Publicado 10.10.2025, 08:53

A coluna deste mês tem como base um artigo recentemente publicado na Emerging Markets Finance and Trade, do qual sou coautor ao lado de Gustav Skroder. Para ser justo, o conteúdo de hoje foi preparado pelo competentíssimo Gustav e examina a eficiência do mercado acionário brasileiro — questão que abordamos por meio da metodologia de dominância estocástica. Convido o leitor a conhecer o estudo completo.

A eficiência do mercado de capitais é um dos temas centrais da economia e das finanças. Afinal, se os preços das ações refletem imediatamente todas as informações disponíveis, como defende a Hipótese de Mercado Eficiente, então não haveria espaço para ganhos “anormais”, e nenhum investidor conseguiria ter consistentemente retornos maiores que o mercado. Saber que um mercado acionário é ineficiente pode ser de grande valor para investidores, que poderiam obter retornos anormais explorando tais ineficiências. Embora avanços tecnológicos e regulatórios tenham ocorrido ao longo dos anos na negociação de valores mobiliários no Brasil, contribuindo para tornar o mercado mais eficiente, saber que ele ainda apresenta ineficiências pode direcionar maiores esforços dos reguladores para torná-lo mais justo e equilibrado para os investidores.

Os métodos atuais de controle e precificação de risco no mercado são baseados em pressupostos neoclássicos de distribuição normal dos retornos e movimentos Brownianos, além da crença de que os investidores são racionais, avessos ao risco, buscam lucro e possuem expectativas homogêneas. O Brasil é uma economia emergente relevante, mas com poucos estudos sobre sentimento do investidor, embora esse seja um determinante importante dos retornos e da volatilidade do mercado.
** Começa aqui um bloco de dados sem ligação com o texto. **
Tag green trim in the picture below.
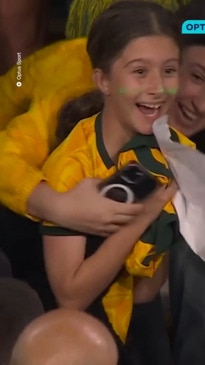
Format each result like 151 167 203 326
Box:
95 113 114 169
134 147 173 178
39 225 82 236
120 134 159 152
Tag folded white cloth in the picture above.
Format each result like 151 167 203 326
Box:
153 116 205 261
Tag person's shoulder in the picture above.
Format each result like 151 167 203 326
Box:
170 127 196 149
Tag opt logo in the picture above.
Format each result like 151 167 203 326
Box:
181 20 205 34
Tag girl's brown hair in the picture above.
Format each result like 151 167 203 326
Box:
57 0 180 142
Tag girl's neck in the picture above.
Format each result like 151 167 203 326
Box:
102 106 134 162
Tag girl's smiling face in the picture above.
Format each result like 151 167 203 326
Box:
94 35 179 137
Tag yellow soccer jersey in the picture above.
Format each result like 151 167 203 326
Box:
42 114 194 341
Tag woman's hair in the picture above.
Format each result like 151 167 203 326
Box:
57 0 179 142
176 0 205 48
65 0 119 40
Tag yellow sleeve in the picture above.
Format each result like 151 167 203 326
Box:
41 123 92 236
0 91 69 216
0 38 94 130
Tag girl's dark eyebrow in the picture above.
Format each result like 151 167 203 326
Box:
125 57 179 70
191 62 205 72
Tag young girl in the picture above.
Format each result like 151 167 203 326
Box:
42 0 192 364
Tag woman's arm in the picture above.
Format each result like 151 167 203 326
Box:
44 186 176 309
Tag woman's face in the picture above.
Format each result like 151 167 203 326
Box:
170 46 205 136
94 36 179 137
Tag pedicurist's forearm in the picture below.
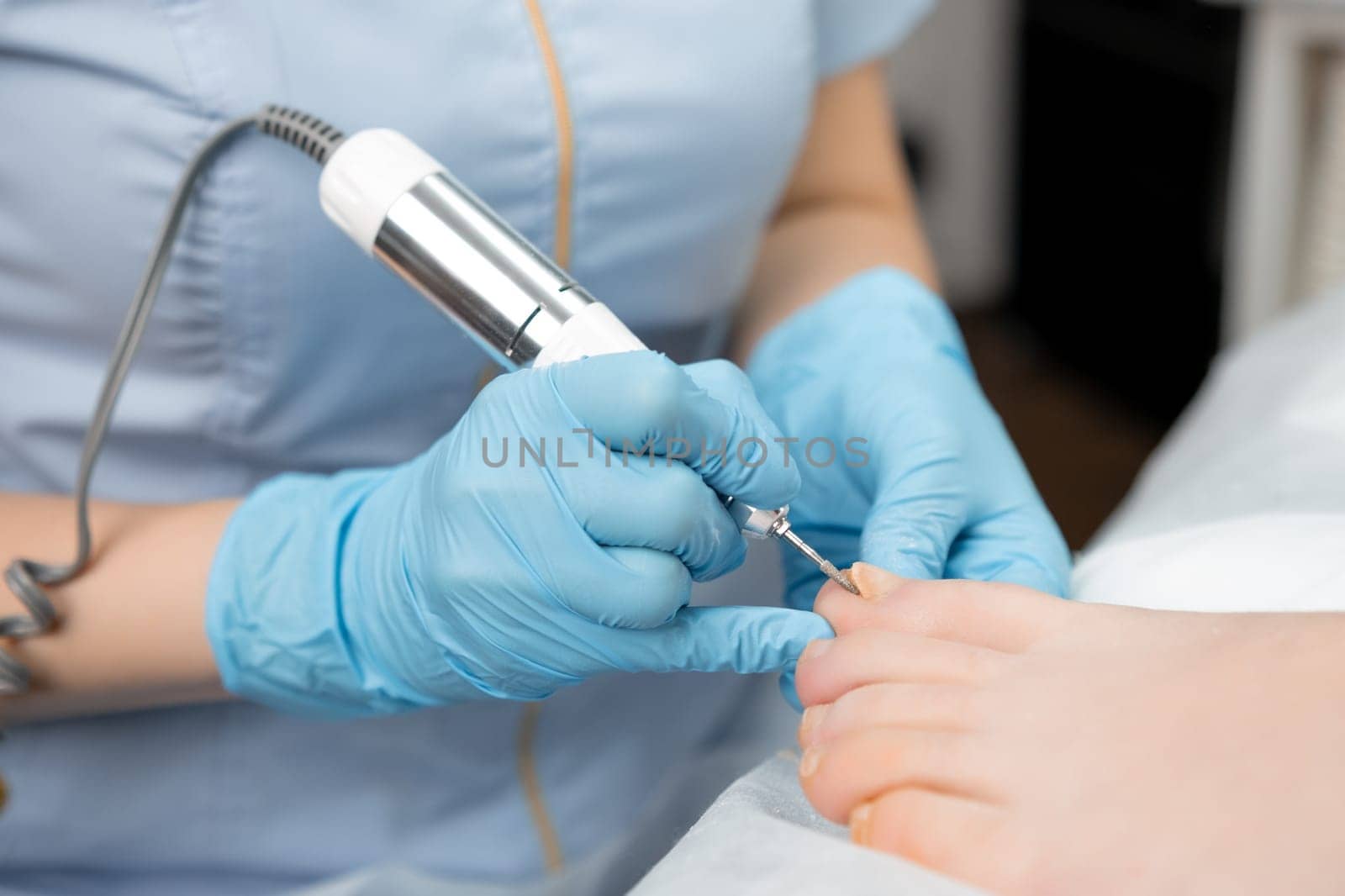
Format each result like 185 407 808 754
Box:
731 65 937 363
733 66 1069 608
0 493 237 724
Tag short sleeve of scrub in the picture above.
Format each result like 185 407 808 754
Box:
814 0 935 81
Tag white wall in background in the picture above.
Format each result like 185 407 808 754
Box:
890 0 1018 308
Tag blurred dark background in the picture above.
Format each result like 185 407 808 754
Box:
892 0 1242 547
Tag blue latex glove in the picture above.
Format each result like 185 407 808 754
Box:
748 268 1069 608
207 344 831 716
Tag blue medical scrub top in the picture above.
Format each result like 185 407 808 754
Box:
0 0 928 893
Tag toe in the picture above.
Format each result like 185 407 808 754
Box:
815 564 1073 652
850 787 1005 885
799 683 984 748
799 728 986 825
795 628 1011 706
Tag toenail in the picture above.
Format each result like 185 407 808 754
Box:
799 704 827 746
850 804 873 846
799 638 832 663
799 746 822 777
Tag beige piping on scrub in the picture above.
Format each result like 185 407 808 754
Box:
518 0 574 874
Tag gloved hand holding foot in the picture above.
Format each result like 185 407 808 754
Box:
748 268 1069 607
207 352 831 716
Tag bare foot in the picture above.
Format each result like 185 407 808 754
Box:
796 565 1345 894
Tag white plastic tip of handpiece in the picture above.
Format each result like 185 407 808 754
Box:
318 128 444 255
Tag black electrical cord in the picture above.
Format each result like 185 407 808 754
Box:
0 105 345 696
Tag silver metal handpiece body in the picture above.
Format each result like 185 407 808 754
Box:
320 129 836 589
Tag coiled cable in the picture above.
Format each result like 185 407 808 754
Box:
0 105 345 696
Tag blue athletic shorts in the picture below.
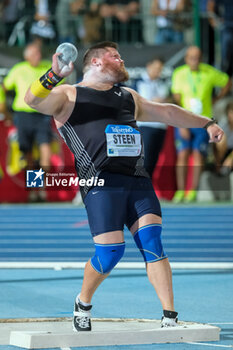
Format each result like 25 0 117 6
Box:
175 128 209 155
84 172 162 236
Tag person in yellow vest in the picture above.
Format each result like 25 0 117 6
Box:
3 43 52 175
172 46 231 203
0 85 7 181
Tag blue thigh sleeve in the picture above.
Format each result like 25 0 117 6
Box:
91 242 125 275
134 224 167 262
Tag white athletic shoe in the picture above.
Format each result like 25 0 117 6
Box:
73 302 92 332
161 310 178 328
161 316 178 328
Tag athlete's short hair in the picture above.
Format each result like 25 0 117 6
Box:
83 41 118 73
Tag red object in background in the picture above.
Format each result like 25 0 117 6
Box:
152 126 176 200
0 121 176 203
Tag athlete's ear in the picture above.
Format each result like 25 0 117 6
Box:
91 57 100 67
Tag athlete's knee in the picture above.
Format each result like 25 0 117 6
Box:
134 224 167 262
91 242 125 274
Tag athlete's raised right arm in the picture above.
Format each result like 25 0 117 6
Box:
24 54 73 116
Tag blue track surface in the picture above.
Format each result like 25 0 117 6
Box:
0 205 233 262
0 205 233 350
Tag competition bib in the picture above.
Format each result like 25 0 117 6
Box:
105 125 142 157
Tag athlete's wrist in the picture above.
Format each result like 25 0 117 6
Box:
203 118 217 130
30 68 63 98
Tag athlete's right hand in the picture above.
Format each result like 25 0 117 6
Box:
52 53 74 78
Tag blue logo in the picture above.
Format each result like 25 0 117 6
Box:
26 168 45 188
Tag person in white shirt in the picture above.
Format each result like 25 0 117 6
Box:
136 58 169 177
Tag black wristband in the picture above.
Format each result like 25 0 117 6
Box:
40 68 63 90
203 118 217 130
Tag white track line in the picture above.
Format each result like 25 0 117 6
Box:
208 322 233 324
186 342 233 348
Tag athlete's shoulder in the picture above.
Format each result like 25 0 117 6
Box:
10 61 29 72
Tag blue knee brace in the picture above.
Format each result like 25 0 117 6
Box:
91 242 125 275
134 224 167 262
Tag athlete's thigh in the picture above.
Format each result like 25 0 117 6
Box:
84 179 127 237
126 177 162 229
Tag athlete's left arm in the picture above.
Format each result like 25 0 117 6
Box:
126 88 223 142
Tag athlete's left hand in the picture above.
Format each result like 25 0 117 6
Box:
207 124 224 143
52 53 74 78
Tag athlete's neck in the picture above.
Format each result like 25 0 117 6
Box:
79 71 115 90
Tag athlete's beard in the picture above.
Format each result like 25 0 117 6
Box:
102 63 129 83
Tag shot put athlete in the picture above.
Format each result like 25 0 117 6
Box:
25 42 223 331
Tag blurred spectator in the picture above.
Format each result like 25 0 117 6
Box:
95 0 142 42
30 0 56 41
0 85 10 121
216 101 233 175
208 0 233 76
151 0 185 45
135 58 169 177
1 0 22 42
3 43 52 198
172 46 231 203
55 0 86 43
199 0 215 65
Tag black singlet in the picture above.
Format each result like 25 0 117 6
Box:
58 86 148 196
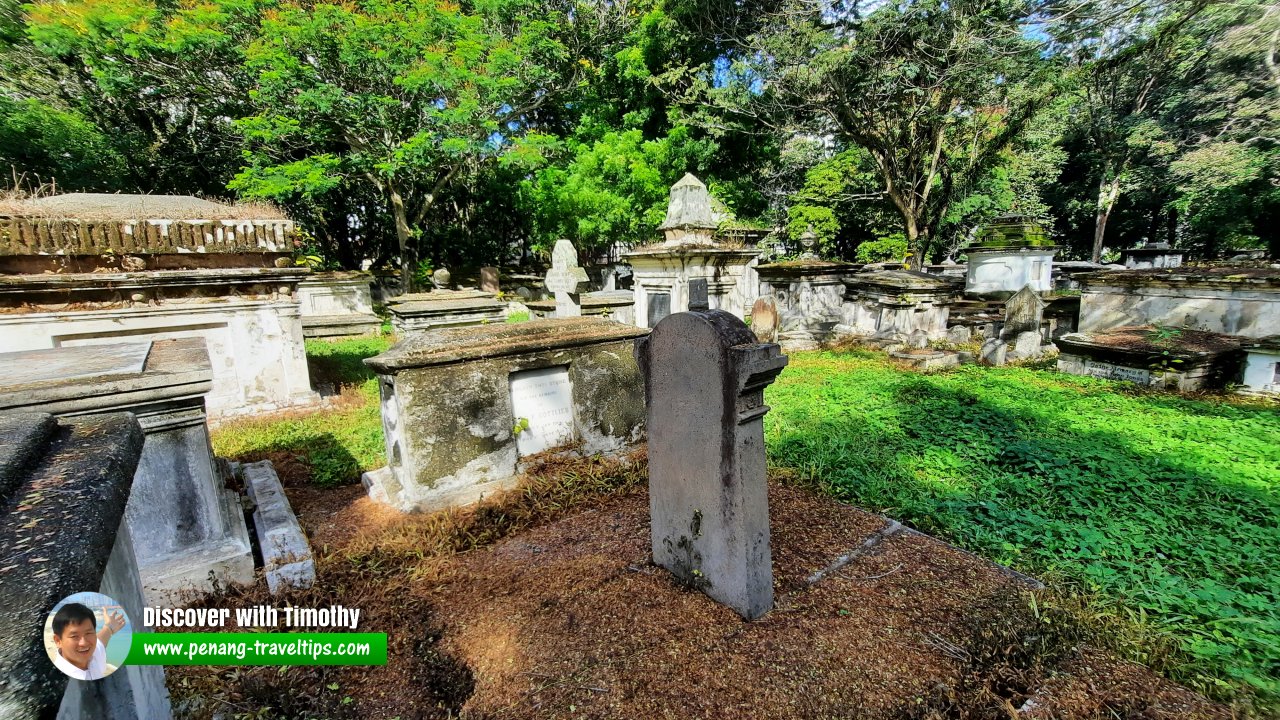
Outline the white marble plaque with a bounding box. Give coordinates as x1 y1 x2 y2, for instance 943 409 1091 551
1084 360 1151 386
0 341 151 386
508 366 573 456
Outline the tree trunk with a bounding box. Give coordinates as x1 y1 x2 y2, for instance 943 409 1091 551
388 184 415 293
1092 174 1120 263
902 214 924 270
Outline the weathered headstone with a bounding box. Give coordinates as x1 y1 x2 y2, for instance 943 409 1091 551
1014 331 1041 359
689 278 712 311
947 325 973 345
636 310 787 620
1001 284 1044 337
480 268 502 292
547 240 588 318
982 337 1009 365
751 295 780 342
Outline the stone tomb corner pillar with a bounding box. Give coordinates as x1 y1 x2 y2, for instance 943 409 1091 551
636 310 787 620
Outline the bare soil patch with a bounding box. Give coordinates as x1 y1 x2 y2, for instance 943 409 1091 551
169 456 1229 720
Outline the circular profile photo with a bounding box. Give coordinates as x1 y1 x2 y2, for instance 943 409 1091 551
45 592 133 680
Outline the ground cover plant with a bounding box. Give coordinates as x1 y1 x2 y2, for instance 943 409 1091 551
212 336 392 486
214 338 1280 707
765 351 1280 707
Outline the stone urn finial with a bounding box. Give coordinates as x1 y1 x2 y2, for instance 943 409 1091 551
658 173 719 245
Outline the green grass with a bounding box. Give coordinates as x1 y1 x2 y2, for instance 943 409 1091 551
214 337 1280 707
212 337 392 486
765 352 1280 706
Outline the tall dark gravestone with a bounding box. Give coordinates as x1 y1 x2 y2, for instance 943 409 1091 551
636 304 787 620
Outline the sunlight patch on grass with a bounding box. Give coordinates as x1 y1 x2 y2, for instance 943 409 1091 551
765 351 1280 701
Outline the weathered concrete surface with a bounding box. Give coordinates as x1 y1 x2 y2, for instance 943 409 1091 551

Com a evolução das teorias sobre o comportamento do investidor, surgiram novos métodos alternativos de mensuração de utilidade e comparação de investimentos, com o objetivo de maximizar a utilidade desses agentes. A dominância estocástica é um desses métodos, que não impõe restrições quanto aos diferentes tipos de funções utilidade dos investidores ou às distribuições de probabilidade dos retornos, ao contrário do amplamente utilizado Capital Asset Pricing Model (CAPM), derivado da abordagem de média-variância (MV). Usando a dominância estocástica (DE), uma metodologia relativamente pouco explorada, analisamos duas décadas de dados do índice Bovespa e de seus contratos futuros com vencimentos em 2, 4 e 6 meses seguintes à data de análise, organizados para testar relações de dominância utilizando um pacote com testes estatísticos em Python, específicos para verificar a existência de dominância estocástica. Qualquer evidência de dominância indicaria que o investidor obtém maior utilidade ao trocar o investimento entre os ativos spot e futuro, o que indicaria a existência de ineficiências no mercado acionário brasileiro.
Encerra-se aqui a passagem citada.